Audiology is the branch of science that studies hearing, balance, and related disorders. Audiology practitioners, who treat those with hearing loss and proactively prevent related damage are known as audiologists. An experienced audiologist can employ various audiology testing strategies to determine whether someone can hear within the normal range, and if not, which portions of hearing (high, middle, or low frequencies) are affected and to what degree. In addition to testing hearing, audiologists can also work with a wide range of clients in rehabilitation (cochlear implants and/or hearing aids), pediatric populations and assessment of the vestibular system. In Australia Audiologists must hold a Masters in Audiology.

What can audiology determine?

A standard hearing test or audiogram is a standard way of representing a person’s hearing loss. Audiograms are produced using a piece of test equipment called an audiometer – this allows different frequencies to be presented to the subject over calibrated headphones, at any specified level. Audiograms are set out with frequency in hertz (Hz) on the horizontal axis, and a linear dBHL (decibels hearing loss) scale on the vertical axis. Normal hearing is classified as being between -10dB(HL) and 15dB(HL), although 0dB from 250 Hz to 8 kHz is deemed to be ‘average’ normal hearing.

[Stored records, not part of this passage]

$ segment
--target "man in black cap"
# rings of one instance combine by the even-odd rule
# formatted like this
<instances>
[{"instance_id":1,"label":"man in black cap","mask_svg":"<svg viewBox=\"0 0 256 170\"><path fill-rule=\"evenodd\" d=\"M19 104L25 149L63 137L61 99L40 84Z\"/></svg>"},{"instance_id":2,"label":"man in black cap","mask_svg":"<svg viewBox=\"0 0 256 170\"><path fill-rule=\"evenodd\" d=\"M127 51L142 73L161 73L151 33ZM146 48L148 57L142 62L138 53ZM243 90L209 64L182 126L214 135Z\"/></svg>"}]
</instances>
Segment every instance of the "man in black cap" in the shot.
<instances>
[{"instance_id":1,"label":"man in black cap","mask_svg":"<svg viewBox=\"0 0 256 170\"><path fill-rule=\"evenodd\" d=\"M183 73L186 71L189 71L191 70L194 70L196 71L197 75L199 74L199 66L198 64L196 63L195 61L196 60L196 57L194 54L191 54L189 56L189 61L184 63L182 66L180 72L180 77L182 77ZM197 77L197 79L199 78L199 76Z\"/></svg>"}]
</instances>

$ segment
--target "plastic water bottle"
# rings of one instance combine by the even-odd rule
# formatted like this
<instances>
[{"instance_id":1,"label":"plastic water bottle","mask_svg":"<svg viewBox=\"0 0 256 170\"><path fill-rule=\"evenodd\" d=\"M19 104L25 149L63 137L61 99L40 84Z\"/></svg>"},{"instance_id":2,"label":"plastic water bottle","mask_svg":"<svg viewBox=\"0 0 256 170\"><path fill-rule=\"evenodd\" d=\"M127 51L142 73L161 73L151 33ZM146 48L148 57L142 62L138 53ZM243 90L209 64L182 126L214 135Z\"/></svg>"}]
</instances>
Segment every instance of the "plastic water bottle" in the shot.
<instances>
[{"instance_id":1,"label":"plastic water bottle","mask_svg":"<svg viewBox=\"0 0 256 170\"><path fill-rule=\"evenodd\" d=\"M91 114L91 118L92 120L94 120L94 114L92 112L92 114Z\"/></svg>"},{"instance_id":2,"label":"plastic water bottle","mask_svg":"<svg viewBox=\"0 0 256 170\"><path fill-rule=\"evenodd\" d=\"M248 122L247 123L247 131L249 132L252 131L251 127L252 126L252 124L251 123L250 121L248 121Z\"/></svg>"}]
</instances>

The administration of hearing tests (audiograms) in adults is different from children and babies. Adults are able to respond to auditory stimuli and give an accurate representation of what they can hear. For Children 2 years or less, Visual response observational audiometry (VROA) can be performed to give an idea of whether the hearing is adequate for normal language development. For older children, play audiometry may be employed which involves the use of games or toys to gain a true idea of hearing levels.

Tympanometry is another simple audiological test which may be used to test the condition of the middle ear and give information about the presence of middle ear fluid or effusions.

Balance tests can also be performed by an audiologist. Electronystagmography (ENG or VNG) and caloric tests can measure the level of function of each inner ear balance system and determine weaknesses or deficits. Balance tests are performed by recording eye movements in response to ear stimuli as the eyes and the vestibular (balance) system are closely connected.

Audiology at Sydney Voice and Swallowing

‘Sydney Voice and Swallowing’ is conveniently located near a number of audiology centres.

We are often able to organise audiology and review hearing tests (audiograms) on the same day, so patients do not need to return for review of results. This saves the patient valuable time and money. Balance tests can usually be organised within a week.

In conjunction with careful assessment by an ENT surgeon, audiology is a powerful tool to help in the assessment of hearing loss.